The Archbishop of Canterbury, Justin Welby, hosted a major conference at Lambeth Palace last week to explore how disabled people can participate fully in the life of the church.
The day considered what barriers disabled people can face in church life, and what churches can do to ensure that everyone has the opportunity to take part and share their gifts and talents.
It was also a chance to celebrate those places and individuals who have enabled increased participation within the Church for those with disabilities.
Livability, the disability charity that connects people with their communities, partnered with Lambeth Palace in the development of the conference, and helped to shape the conference’s discussion agenda for the day. Archbishop Justin Welby is President of Livability.
The day began and ended with worship, rooting discussions in the life of the Church and the valuable role disabled people have within that. The day also put the voices of those with lived experienced of disability in the centre, through videos and live discussions.
The conference was facilitated by Kate Monaghan, a Christian journalist and filmmaker who presents the BBC Ouch disability podcast.
John Swinton, Professor in Practical Theology and Pastoral Care at Aberdeen University, gave the keynote speech.
Professor Swinton, who is also a minister in the Church of Scotland and a registered nurse, said the Church is called to be – and has “huge potential to be” – a place where people are valued and belong.

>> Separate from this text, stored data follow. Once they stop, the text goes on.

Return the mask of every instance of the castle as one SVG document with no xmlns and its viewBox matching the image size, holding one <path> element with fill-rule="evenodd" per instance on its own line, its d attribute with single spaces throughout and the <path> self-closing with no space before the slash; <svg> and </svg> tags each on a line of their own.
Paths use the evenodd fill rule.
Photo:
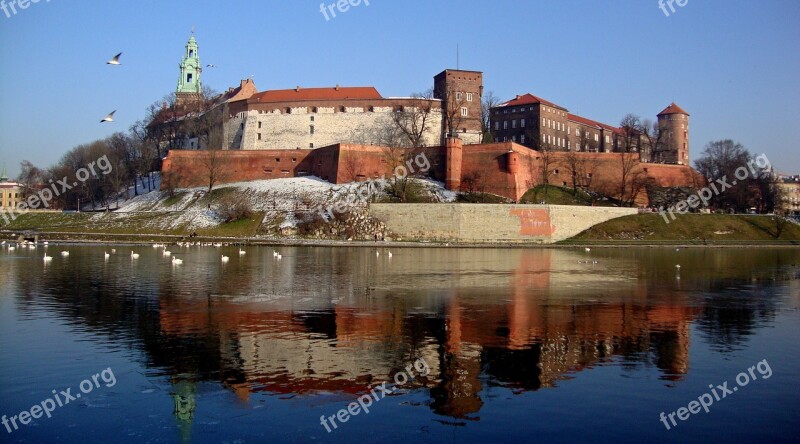
<svg viewBox="0 0 800 444">
<path fill-rule="evenodd" d="M 374 87 L 338 85 L 259 92 L 252 80 L 243 80 L 204 98 L 200 67 L 192 36 L 175 106 L 165 106 L 154 124 L 195 122 L 161 132 L 169 150 L 162 171 L 182 187 L 205 182 L 204 158 L 217 150 L 224 152 L 221 182 L 313 175 L 344 183 L 391 176 L 396 162 L 389 153 L 406 148 L 425 152 L 431 177 L 450 190 L 515 201 L 549 183 L 647 205 L 645 186 L 702 181 L 687 166 L 689 114 L 674 103 L 658 115 L 653 132 L 602 124 L 531 94 L 493 107 L 486 125 L 478 71 L 444 70 L 428 93 L 416 97 L 386 98 Z"/>
</svg>

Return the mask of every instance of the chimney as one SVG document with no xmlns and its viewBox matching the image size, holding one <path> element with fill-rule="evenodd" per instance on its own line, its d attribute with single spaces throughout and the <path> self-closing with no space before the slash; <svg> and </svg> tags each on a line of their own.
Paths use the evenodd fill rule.
<svg viewBox="0 0 800 444">
<path fill-rule="evenodd" d="M 161 102 L 161 109 L 164 110 L 164 111 L 167 110 L 167 101 L 166 100 Z"/>
<path fill-rule="evenodd" d="M 519 94 L 517 94 L 517 97 L 514 100 L 519 100 Z"/>
<path fill-rule="evenodd" d="M 336 84 L 336 91 L 339 91 L 339 84 Z"/>
<path fill-rule="evenodd" d="M 300 92 L 300 85 L 297 85 L 297 87 L 294 90 Z"/>
</svg>

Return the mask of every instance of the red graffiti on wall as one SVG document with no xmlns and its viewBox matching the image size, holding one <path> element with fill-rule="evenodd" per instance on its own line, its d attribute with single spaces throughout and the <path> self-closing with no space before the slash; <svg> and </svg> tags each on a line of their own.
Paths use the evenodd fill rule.
<svg viewBox="0 0 800 444">
<path fill-rule="evenodd" d="M 519 234 L 522 236 L 549 237 L 556 231 L 550 223 L 548 210 L 511 210 L 511 215 L 519 217 Z"/>
</svg>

Human rights are vital and guarantee inclusion for people with disabilities, he said, but they do not guarantee belonging.

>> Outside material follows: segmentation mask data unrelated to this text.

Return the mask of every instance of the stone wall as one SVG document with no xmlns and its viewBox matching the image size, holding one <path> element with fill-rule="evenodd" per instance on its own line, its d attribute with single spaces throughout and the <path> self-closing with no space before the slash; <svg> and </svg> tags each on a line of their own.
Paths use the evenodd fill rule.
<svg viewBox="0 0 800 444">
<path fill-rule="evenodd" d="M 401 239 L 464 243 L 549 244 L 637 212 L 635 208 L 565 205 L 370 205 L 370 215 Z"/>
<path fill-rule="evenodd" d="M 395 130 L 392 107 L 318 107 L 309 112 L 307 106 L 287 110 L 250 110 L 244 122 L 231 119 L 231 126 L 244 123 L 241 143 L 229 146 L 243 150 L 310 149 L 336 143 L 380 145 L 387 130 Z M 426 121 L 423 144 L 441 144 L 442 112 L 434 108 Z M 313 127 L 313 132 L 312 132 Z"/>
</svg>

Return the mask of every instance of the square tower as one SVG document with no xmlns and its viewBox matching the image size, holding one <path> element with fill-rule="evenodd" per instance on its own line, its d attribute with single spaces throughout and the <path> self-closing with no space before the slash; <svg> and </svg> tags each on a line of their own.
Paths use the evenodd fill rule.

“We need another dimension; a dimension that the church brings to the conversation that may not be available within standard approaches to disability that focus only on issues around justice and social inclusion.”
Archbishop Justin Welby said: “Today has been humbling, challenging and inspiring. I passionately believe that these kinds of conversations – and especially this kind of deep listening to those with lived experience of disability – is absolutely vital if we are to be a Church where everyone is valued and everyone belongs.
“The report ‘Setting God’s People Free’ clearly spoke of the challenge to ‘empower, liberate and disciple 98% of the Church of England who are not ordained and therefore set them free for fruitful, faithful mission and ministry, influence, leadership and, most importantly, vibrant relationship with Jesus in all of life’. This conference has been a key step towards that goal, and I pray that we take hold of the ideas, challenges and opportunities that have emerged from today.”
Roy McCloughry, National Disabilities Advisor for the Church of England, said: “We want to affirm the fact that disabled people belong in the church because without them, their insights and their gifts the Church itself is disabled and cannot function as the Church. We are committed to increasing the diversity of the Church of England and today’s conference is a moving, encouraging and challenging marker on that journey.”
Mat Ray, Head of Church Partnerships at Livability, said: “Livability are pleased to have joined the conversation at this key event. Working for the full participation of disabled people in our society is so important and churches have a vital role to play in this.”
To mark today’s event, Livability have launched a new resource called ‘More Than Welcome’ to support churches in creating a place of welcome, inclusion and participation with disabled people. Based on the idea of a journey – the resource is designed to help churches go through three important stages, from a place of welcome, to inclusion, to participation. The resource provides inspiration, guidance, stories and tips of things to work on to see people fully taking part.